Now I'm wondering if £400 is a decent budget to start from for an amp and speaker setup aswell that can incorporate this new PC, an Xbox one and very occasional Virgin watching.

I've never really been somewhere with surround sound to experience 5.1 but I'm more a music lover anyway so maybe 2.1 is the way to go. The TVs also in the corner and maybe not best shaped room for surround sound. But I'm really not sure.

I'm just baffled by deciding what amp to look at to start with. What features do I need, I'm guessing everything's just HDMI but the PC thing confuses me.

Any advice on where to go with that sort of budget and where to start looking thank you. I take it I need an A/V receiver rather than an amp?
 
As you suggested, you should be looking at an AV receiver if you want to connect HDMI devices to the sound system.

As for your PC... the motherboard you have chosen has Realtek® ALC887-VD2 8-Channel High Definition Audio, this should be available via HDMI. Since you want an AV receiver anyway that's perfect. :smashin:

Personally I would look at getting a dedicated video card with HDMI, but it really depends on what you're using the PC for. If you're not using it for games then on-board HDMI should be fine. :smashin:

The AV receiver you want will depend on the features you require (4K, 3D, Atmos etc). If you don't need any special features you will have much more choice of AV receivers. :smashin:
 
Thanks

You saying the audio should be available through HDMI with that Realtek audio is exactly what I wanted to hear. I was getting so confused googling about HDMI audio pass through and using RCAs etc or other cables along with HDMI to pass audio cos of problems?

I thought I needed a dedicated GPU aswell, thought every build that wasn't just a word processor did still! But no my i3 6100 APU been advised it benchmarks above any cheap £40 GPUs I was going to throw in it and I don't plan to game on it much. Maybe the odd steam indie game.

No desire for 4K, feels like a complete gimmick to me. 1080p was a noticeable leap from sd, but 4K? It's a marketing tool that I really can't notice at 42" Screens... Or 3D.

Atmos sounds like the best thing ever but as I said I'd never really experienced 5.1 I thiink just that would make me happy.

Majority use will be iTunes audio from PC and mkv / similar video files. Netflix use on both PC and Xbox one. Aswell as gaming and the odd dvd / blu ray on Xbox. Virgin TiVo box barely gets a look in.

Things like wifi and stuff sound cool but for my budget I'm not sure anything fancy can fit? The option to have the amp link to a second set of speakers wirelessly or even not, for another room for later addition would be cool but again maybe just a fleeting idea.

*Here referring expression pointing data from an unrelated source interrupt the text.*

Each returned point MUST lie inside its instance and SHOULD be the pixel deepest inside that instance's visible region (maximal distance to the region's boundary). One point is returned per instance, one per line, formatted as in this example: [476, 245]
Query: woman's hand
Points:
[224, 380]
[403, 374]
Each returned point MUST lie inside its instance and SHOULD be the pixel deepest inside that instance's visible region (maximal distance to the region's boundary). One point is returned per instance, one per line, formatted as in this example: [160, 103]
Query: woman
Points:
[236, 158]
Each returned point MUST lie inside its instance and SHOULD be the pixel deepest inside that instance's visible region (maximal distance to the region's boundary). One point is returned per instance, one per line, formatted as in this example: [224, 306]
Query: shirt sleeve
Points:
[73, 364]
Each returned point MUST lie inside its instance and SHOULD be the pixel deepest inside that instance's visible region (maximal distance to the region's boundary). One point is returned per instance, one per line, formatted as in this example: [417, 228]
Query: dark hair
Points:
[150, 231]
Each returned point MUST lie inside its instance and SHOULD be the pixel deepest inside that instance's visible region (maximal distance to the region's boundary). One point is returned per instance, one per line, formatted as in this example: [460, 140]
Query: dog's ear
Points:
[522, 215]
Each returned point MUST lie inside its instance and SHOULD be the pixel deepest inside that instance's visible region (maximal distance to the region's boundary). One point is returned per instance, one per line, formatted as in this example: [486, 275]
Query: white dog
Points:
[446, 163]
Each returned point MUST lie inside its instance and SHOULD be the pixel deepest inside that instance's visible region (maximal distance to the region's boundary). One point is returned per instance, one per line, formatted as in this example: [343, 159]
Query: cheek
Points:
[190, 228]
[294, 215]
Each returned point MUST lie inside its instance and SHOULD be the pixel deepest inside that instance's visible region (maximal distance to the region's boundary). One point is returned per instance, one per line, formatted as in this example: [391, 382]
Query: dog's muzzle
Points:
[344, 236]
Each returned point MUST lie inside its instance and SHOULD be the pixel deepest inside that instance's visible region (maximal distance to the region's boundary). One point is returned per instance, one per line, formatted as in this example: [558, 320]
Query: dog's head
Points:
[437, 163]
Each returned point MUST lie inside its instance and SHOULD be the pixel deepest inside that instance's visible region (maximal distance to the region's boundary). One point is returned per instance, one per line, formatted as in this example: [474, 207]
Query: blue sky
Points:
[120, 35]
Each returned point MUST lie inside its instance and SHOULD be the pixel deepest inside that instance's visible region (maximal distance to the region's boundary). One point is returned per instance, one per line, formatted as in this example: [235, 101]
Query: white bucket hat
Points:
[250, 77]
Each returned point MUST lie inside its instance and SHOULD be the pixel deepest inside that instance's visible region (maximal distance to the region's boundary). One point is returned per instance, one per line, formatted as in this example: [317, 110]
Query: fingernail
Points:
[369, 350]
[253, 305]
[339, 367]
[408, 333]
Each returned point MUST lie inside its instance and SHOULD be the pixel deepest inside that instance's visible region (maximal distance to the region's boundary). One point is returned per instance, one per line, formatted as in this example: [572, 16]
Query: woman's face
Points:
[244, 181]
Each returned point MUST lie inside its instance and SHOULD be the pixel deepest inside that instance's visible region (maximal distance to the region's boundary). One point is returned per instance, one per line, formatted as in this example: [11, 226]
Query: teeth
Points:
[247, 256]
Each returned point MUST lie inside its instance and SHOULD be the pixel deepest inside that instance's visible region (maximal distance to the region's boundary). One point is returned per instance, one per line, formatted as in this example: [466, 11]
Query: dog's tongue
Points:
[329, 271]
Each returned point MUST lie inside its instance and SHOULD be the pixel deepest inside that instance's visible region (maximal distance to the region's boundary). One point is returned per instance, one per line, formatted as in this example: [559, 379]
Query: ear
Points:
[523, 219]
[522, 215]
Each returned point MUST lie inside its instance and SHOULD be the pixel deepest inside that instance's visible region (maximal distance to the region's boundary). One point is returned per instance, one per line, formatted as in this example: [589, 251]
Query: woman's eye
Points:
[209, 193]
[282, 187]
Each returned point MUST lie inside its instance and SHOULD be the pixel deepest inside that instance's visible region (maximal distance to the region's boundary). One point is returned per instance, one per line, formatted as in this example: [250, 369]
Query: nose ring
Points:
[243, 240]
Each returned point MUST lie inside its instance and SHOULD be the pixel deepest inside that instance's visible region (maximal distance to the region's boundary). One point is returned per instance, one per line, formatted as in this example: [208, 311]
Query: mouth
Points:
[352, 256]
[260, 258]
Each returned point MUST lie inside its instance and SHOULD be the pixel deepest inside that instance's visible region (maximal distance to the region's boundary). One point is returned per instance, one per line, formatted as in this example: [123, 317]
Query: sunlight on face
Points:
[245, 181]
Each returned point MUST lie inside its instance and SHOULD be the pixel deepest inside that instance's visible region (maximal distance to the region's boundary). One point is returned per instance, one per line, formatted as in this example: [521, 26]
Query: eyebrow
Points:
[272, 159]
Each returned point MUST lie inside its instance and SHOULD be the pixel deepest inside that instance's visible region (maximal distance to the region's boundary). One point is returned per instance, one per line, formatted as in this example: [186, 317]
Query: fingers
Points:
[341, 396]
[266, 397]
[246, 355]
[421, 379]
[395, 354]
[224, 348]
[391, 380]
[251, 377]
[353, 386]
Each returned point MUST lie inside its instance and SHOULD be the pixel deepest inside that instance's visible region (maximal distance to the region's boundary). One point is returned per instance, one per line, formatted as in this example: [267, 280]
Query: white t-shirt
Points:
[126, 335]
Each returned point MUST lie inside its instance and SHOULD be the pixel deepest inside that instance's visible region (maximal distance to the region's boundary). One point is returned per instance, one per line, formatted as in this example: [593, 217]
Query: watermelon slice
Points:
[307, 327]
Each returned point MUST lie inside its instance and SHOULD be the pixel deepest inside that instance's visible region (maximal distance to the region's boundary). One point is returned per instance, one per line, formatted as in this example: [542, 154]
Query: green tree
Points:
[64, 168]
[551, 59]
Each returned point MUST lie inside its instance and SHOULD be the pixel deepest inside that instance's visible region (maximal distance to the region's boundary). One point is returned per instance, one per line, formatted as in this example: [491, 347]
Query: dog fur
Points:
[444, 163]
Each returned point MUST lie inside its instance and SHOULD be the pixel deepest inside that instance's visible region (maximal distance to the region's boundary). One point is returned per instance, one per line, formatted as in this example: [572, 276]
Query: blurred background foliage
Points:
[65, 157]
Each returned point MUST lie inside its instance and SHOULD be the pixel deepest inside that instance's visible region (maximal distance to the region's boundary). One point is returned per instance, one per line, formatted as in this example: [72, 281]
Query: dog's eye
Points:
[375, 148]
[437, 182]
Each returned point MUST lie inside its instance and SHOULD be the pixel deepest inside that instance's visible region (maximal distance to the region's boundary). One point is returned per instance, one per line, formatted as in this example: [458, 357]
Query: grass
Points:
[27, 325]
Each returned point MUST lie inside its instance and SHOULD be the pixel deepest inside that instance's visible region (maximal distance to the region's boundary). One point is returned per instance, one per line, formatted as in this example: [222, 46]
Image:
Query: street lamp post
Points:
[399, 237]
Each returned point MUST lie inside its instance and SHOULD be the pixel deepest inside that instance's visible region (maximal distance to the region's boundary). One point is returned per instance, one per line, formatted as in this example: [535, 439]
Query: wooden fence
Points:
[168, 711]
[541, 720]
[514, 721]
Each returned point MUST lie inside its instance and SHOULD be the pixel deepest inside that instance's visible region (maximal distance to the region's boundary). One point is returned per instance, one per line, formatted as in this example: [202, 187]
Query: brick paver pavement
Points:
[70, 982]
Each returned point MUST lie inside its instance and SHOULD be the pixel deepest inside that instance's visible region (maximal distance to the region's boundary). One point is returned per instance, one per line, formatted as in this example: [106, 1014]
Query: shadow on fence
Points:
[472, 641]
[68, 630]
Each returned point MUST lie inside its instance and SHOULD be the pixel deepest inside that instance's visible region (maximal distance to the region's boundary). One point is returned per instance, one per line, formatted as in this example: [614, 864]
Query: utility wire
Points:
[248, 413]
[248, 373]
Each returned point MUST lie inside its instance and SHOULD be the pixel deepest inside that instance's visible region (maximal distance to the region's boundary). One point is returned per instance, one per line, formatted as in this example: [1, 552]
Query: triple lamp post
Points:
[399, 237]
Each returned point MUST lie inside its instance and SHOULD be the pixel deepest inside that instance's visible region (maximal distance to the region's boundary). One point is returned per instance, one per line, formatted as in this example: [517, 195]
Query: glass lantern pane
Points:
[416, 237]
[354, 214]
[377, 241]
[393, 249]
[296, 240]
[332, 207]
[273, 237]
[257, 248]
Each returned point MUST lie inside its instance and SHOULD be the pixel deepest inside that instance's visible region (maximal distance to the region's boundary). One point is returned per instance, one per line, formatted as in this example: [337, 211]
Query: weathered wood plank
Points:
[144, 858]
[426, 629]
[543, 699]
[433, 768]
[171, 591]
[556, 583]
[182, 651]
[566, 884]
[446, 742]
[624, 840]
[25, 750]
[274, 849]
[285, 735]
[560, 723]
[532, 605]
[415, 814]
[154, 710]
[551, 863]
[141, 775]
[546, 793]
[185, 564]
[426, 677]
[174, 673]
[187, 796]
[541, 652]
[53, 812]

Not sure really. Is my £400 enough?
 
Thanks I've spent a lot of hours last couple days browsing but no closer to a decision.

I should rephrase my question about the £400. Is it a decent enough budget to get a AV receiver and a speaker setup?

Looking I'm starting to think no. Getting my 5.1 in that budget I would bet would have me disappointed in sound quality for music.

I'm thinking maybe £250 on the AV receiver and £150 on 2 speakers? Then add 3.1 later when budget allows?

Hmm, there's so much choice.
 
Building the system slowly will give you a better end system. However, take care with the speakers since you may not want to buy a pair on heavy discount as they could be end of line which will make finding the matching speakers for centre and rears more difficult in the future.
 
Thanks I was just going to ask about keeping the speakers all the same or similar as that seems to be recommended.

I think floor standing are out the window. I have downstairs neighbours and not lots of space beside tv. So Bookshelf size on stands for the 2 at either side of TV.

When I add the tears, do these have to be exactly the same or would I want to slightly underspec the rears as they aren't as important?

Centre in guessing is worth spending the extra on. Could position on my tv unit on either shelf or top directly in front of TV.

Rear speakers could really do with being wall mounted, maybe one on a stand and another on wall as rooms a bit strange shape.

May draw up a picture if it helps with advice.